YAYINLAMA: 01 Ocak 1970 / 04.00 | GÜNCELLEME: 01 Ocak 1970 / 04.00

Dün, sekiz önemli sivil toplum örgütünün, 35 kişinin bombalanarak öldürülmesiyle ilgili olarak hazırladığı ortak rapor açıklandı: Bu bir katliamdır.

AKP Hükümeti ise, başta Başbakan Erdoğan olmak üzere, 35 kişinin ölümünü geri plana, BDP’yi ön plana iterek, halkı tahrik politikası güdüyor.

                                               ***

Başbakan Yardımcısı Beşir Atalay’ın meclisteki konuşmasını izlerken bir siyasetçinin, devleti yöneten bir partinin genel başkan yardımcısının bu kadar önemli bir konuda nasıl bu kadar boş konuşabileceğini gördük.

Başbakan Erdoğan’ın sert ve fütursuz hali de vahim bir olay karşısında devlet adamına yakışır bir üslup değildi.

Sonra, böyle bağırıp, çağırmakla  bu işleri geçiştirmek o kadar kolay mı?

                                                                    ***

 Şırnak'ın Uludere İlçesine bağlı Ortası Köyü'nde 28 Aralık'ta öldürülen 35 kişi ile ilgili olarak Mazlum Der, ÇHD, TİHV, İHD, Türkiye Barış Meclisi, KESK, TTB ve DİSK'in olayın yaşandığı bölgede yaptığı inceleme sonucunda “Bu bir katliamdır” sonucuna vardı.

                                                                     ***

Hazırlanan raporu kamuoyuna açıklayanlardan Mazlum Der Genel Başkanı Ahmet Faruk Ünsal, "Öldürülen insanlar sınır ticareti yapan sivil halktır.
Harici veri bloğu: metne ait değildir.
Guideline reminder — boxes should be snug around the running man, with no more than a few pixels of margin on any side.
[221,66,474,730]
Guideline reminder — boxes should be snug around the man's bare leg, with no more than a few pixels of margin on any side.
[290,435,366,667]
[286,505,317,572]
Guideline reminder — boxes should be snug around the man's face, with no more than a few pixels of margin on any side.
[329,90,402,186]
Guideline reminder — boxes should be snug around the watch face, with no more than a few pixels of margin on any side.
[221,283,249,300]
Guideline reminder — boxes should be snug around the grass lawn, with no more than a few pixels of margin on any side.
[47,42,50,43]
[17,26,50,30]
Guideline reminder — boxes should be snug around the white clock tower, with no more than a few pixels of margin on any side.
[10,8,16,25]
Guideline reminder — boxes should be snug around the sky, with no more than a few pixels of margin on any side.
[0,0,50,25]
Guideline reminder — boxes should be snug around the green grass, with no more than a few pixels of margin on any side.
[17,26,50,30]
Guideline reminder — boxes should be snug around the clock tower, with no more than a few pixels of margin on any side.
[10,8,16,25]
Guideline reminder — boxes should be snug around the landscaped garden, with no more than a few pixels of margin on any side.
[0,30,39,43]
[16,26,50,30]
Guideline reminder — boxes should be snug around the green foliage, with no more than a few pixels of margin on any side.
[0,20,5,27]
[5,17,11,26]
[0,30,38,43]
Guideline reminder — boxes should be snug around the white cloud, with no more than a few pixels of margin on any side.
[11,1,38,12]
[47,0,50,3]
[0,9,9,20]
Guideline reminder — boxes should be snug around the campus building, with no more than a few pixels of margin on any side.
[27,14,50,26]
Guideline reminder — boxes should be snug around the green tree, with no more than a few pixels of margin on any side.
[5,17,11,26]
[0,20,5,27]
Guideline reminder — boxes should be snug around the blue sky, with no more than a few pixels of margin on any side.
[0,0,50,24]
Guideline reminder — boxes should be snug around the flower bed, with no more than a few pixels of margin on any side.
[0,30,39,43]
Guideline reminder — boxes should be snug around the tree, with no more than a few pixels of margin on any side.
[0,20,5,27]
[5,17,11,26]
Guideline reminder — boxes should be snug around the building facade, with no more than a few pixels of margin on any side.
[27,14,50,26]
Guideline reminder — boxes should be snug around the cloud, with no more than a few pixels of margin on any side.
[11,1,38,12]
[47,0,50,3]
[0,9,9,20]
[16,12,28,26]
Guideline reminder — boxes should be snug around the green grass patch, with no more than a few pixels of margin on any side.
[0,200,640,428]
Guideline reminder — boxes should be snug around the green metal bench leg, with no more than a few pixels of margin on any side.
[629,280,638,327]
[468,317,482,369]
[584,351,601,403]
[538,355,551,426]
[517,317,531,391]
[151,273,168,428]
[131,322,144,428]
Eğer doğru bir soruşturma yürütülecekse, bu olayın başat sorumluları olan İçişleri Bakanı ve Genel Kurmay Başkanı görevden alınmalıdır" diyor.

Türk Tabibler Birliği Merkez Konsey Başkanı Eriş Bilaloğlu ise, "hata" kelimesini kullanmanın başlı başına bir hata olduğunu vurgularken,  adli tıp incelemesi sonucunda bazı insanların yardım ulaşmadığından dolayı donarak hayatını kaybettiğini açıklıyor.

                                                                     ***

DİSK Genel İş Yönetim Kurulu Üyesi Remzi Çalışkan, "Yaşanılan olay bilinçli bir katliamdır. Bu katliam Dersim'i, 33 Kurşunu, Kasaplar Deresi'ni hatırlatmaktır. Bu olay,  Kürt sorunundaki imha ve inkarın bir sonucudur. Artık içi boş açılımlar, özür dilemeler ve sahte gözyaşları istemiyoruz" derken, İnsan Hakları Derneği Genel Başkanı Öztürk Türkdoğan, katliamdan sağ kurtulanlarla görüştüklerini, otopsinin yapıldığı hastanede incelemeler yaptıklarını, bu arada askeri birlikler tarafından engellendiklerini ve askeri helikopterler tarafından taciz edildiklerini anlatıyor. Katliamda tahrip gücü yüksek, yakıcı özellikte mühimmat kullanıldığını ifade ediyor.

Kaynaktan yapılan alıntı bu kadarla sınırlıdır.